The hospital now wages another battle as its quarantine wing is filled with men, women and children affected by the dreaded novel coronavirus that has already claimed hundreds of thousands of lives around the world. Saving lives in Mosul has once again become an urgent – if uneasy – task. 

Yet, Soror and her colleagues do everything they can to help despite the fact that a cure for the deadly disease has not yet been found. “Together with my colleagues, we work on the patient’s positive psychological state to [help them] overcome the disease with a strong immunity system,” the nurse told RT’s Ruptly video news agency.

Not all Mosul hospitals can boast being able to provide even such a remedy. The US-led coalition bombings between 2016 and 2017 severely damaged nine out of the city’s 13 hospitals and the recovery has been slow and painful. After the liberation, the city, reduced to ash, virtually laid in ruins for years. Even in 2019, most of the damaged health care facilities were unable to offer any kind of medical assistance.

Although young, Soror has already gone through a traumatic experience once before. She was involved in the taxing and dangerous job of clearing dead bodies from the streets following the city’s “liberation.” Thousands of dead bodies scattered around the Mosul ruins lay buried in rubble for years as a grim reminder of a battle that took the lives of more than 10,000 civilians. 

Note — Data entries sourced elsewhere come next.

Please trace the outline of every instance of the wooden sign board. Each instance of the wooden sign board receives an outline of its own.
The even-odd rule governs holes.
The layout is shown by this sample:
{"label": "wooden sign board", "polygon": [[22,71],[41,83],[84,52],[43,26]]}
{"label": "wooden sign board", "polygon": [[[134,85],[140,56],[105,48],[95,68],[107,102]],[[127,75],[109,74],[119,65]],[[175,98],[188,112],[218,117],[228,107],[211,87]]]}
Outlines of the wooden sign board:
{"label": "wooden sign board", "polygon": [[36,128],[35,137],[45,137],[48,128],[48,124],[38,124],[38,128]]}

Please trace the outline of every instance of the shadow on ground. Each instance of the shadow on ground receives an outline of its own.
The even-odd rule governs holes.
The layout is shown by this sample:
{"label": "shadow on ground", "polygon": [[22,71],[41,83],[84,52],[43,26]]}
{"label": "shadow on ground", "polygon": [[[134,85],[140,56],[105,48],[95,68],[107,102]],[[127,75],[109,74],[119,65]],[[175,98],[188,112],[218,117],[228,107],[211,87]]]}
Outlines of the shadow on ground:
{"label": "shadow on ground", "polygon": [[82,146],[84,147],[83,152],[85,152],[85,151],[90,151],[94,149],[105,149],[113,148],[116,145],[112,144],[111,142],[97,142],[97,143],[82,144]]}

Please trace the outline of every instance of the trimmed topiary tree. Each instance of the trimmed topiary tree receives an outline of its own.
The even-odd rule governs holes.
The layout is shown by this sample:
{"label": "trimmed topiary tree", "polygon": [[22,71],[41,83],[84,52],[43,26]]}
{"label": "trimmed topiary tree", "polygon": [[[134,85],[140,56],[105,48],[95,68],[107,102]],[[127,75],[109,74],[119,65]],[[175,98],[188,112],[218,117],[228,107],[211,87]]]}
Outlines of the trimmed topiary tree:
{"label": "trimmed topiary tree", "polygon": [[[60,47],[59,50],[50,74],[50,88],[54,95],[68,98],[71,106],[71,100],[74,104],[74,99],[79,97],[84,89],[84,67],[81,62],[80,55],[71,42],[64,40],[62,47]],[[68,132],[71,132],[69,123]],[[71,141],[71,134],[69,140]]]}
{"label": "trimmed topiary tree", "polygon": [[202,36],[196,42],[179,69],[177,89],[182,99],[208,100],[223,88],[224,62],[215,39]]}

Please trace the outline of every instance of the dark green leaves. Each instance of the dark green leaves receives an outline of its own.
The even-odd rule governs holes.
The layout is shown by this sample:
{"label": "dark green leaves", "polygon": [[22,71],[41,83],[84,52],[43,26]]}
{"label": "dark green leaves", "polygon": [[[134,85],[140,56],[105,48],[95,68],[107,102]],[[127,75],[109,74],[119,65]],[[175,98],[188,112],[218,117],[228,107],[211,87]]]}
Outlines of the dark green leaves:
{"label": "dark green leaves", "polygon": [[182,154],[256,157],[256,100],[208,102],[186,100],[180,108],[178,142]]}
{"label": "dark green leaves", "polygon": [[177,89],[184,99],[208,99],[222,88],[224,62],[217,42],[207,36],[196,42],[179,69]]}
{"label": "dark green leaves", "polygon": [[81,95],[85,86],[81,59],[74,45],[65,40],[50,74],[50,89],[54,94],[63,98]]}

“During almost six months we recovered more than 1,000 bodies,” the nurse recalls. Despite the “big difference” between her previous work and her current occupation, Soror admits that in ways the two jobs share depressing similarities.

“Here death risk occurs, and there too. The fatigue is the same here and there.”

Yet, despite all the dangers and long odds of beating the disease in a city that is still reeling from the previous catastrophe that befell it, Soror manages not only to keep her hopes up, but also to share her positivity with those fighting for their lives now on the ruins of the past battles. 

“We raised hope there. We had hope and wanted to create hope for people,” she said. “I will [inspire] hope and want to be a source of hope [for] people that they will survive.”